Nearly a mile beneath the Black Hills, in a gold mine in a South Dakota town called Lead, there is a hunt underway for theoretical particles known as WIMPs.
But don't let the acronym fool you.
These WIMPs (which stands for weakly interacting massive particles) are heavy hitters in the field of particle physics - they are among our top prospects for explaining dark matter, the mysterious and unseen material thought to make up more than 80 percent of the total mass of the universe.
On July 7, Lawrence Berkeley National Lab announced the successful start-up of the Sanford Underground Research Facility (SURF) in Lead, a new underground detector designed to be at least 100 times more sensitive to finding signals from dark matter particles than its predecessor, the Large Underground Xenon experiment.
UW-Madison physicists and the Physical Sciences Lab have been working on the detector, the LUX-ZEPLIN (LZ) experiment, since 2012. PSL's Jeff Cherwinka serves as LZ's chief engineer. The LZ collaboration includes over 35 institutions and 250 scientists and engineers from around the world.
Cherwinka, PSL mechanical engineer Terry Benson, and other staff have contributed significant hours and expertise to the project. For instance, Cherwinka has already logged 491 days on site and driven more than 17,000 miles between South Dakota and Madison, when flying was severely limited during the height of the COVID-19 pandemic.
He is also not new to high energy detector design: Cherwinka, a 1989 UW-Madison graduate, has worked on detectors at the Daya Bay Reactor Neutrino Experiment in China, and both he and Benson have worked on the IceCube Neutrino Observatory project at the South Pole.
Cherwinka is confident that LZ will continue to work as designed and its explorations into uncharted territory could lead to a variety of surprising discoveries.
For the LZ experiment, Cherwinka has contributed to 3D modeling design and planning, assembly and careful placement of the detector. Other PSL staff conducted fabrication, manufacturing, cleaning and testing, and some also worked on site and underground in the former mine.
Staff, Cherwinka explains, also did a lot of work on the xenon circulation system, critical to the detector's function. Its heart comprises two nested titanium tanks filled with 10 metric tons of very pure liquid xenon. This is what may allow researchers to "see" dark matter, which on its own does not emit, absorb or scatter light.
Xenon, in its gas form, is one of the rarest elements in Earth's atmosphere. LZ is designed so that if a dark matter particle collides with a xenon atom, it will produce a prompt, detectable flash of light followed by a second flash of light when the electrons produced in the liquid xenon chamber drift to its top.
Because dust particles can be radioactive and emit a trace amount of radon gas, which creates background in the experiment that makes it harder to detect dark matter, Cherwinka says the team had to take many precautions to keep the detector dust-free. That was, he explains, among their greatest challenges because workers themselves pose a contamination risk to the experiment.
The entire assembly process took place within the Surface Assembly Lab, a laboratory space with a radon-reduction system and a clean room outfitted specifically for the task. Anyone working on the detector was required to wear full-coverage cleanroom suits and follow a two-stage gowning procedure. Every step closer to entering the clean room came with higher cleanliness standards and required additional levels of gear.
"At times it would take a half hour to put on the clothes needed to do the work. It's like working in many of our labs, but it's a mile underground," Cherwinka says.

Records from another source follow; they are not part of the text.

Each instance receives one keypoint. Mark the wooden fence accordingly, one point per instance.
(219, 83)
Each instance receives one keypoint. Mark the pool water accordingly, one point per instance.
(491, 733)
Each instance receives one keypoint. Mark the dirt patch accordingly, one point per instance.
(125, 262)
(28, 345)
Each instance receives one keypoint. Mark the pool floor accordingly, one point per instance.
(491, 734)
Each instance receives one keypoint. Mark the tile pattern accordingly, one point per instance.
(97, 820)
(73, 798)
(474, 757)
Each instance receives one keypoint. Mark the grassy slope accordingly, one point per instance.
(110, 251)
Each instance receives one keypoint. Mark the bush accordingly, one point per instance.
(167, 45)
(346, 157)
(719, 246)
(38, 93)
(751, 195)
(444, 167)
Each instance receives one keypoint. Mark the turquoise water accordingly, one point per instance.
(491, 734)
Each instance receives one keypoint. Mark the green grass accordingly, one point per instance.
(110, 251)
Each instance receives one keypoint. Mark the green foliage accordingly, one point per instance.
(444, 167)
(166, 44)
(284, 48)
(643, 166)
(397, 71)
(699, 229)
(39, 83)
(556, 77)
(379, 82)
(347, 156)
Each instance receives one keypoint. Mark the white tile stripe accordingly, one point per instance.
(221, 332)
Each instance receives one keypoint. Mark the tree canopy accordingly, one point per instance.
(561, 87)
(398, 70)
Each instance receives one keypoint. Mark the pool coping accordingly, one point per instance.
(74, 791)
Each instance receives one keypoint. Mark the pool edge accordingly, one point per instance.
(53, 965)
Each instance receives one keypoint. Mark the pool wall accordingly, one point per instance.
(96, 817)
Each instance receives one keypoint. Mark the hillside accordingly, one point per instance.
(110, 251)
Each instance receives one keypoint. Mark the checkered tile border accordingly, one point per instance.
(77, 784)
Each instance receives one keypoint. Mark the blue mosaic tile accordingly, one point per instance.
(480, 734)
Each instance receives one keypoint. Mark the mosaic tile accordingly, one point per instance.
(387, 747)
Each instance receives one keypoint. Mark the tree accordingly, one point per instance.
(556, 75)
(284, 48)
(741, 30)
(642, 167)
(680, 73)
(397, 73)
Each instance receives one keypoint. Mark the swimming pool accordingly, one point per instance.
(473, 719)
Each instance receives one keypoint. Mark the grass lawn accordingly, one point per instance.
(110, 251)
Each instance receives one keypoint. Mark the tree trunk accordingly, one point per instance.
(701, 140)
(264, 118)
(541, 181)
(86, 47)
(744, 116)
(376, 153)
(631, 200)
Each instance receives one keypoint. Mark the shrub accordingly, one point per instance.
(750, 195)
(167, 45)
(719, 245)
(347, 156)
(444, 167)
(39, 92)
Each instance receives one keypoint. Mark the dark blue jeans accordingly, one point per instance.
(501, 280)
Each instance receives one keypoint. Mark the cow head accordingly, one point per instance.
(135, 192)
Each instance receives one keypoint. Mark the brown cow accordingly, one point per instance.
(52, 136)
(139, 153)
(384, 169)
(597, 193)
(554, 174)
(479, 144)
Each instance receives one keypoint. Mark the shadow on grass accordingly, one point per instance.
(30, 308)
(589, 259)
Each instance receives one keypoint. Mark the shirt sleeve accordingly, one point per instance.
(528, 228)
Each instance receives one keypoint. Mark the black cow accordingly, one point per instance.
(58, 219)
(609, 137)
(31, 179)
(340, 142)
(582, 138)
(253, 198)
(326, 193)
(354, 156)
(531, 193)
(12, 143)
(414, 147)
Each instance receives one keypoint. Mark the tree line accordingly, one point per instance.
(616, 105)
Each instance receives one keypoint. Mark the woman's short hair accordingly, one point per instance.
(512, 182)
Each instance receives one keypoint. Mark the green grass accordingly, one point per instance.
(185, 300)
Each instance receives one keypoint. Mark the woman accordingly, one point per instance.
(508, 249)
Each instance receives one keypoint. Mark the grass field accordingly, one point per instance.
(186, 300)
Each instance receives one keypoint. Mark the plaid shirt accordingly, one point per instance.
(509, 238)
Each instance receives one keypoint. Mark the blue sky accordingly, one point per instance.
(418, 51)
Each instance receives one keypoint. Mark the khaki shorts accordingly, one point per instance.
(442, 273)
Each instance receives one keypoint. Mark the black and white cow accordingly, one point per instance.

The detector is located underground to protect it from cosmic radiation at the surface that could drown out the dark matter signals. "I seem to be attracted to projects where you have to wear a lot of clothes."
But that effort appears to have paid off. In a recent pre-print, researchers report that with the initial run, LZ is already the world's most sensitive dark matter detector. Cherwinka is confident that LZ will continue to work as designed and its explorations into uncharted territory could lead to a variety of surprising discoveries.
"We did a lot of test runs, but are now getting into the real science of the experiment," Cherwinka says. "I don't think we could have made the detector any better and I was just so excited when we turned it on and it worked. At the end of the day, that's what our work is all about - a bunch of people trying to do science."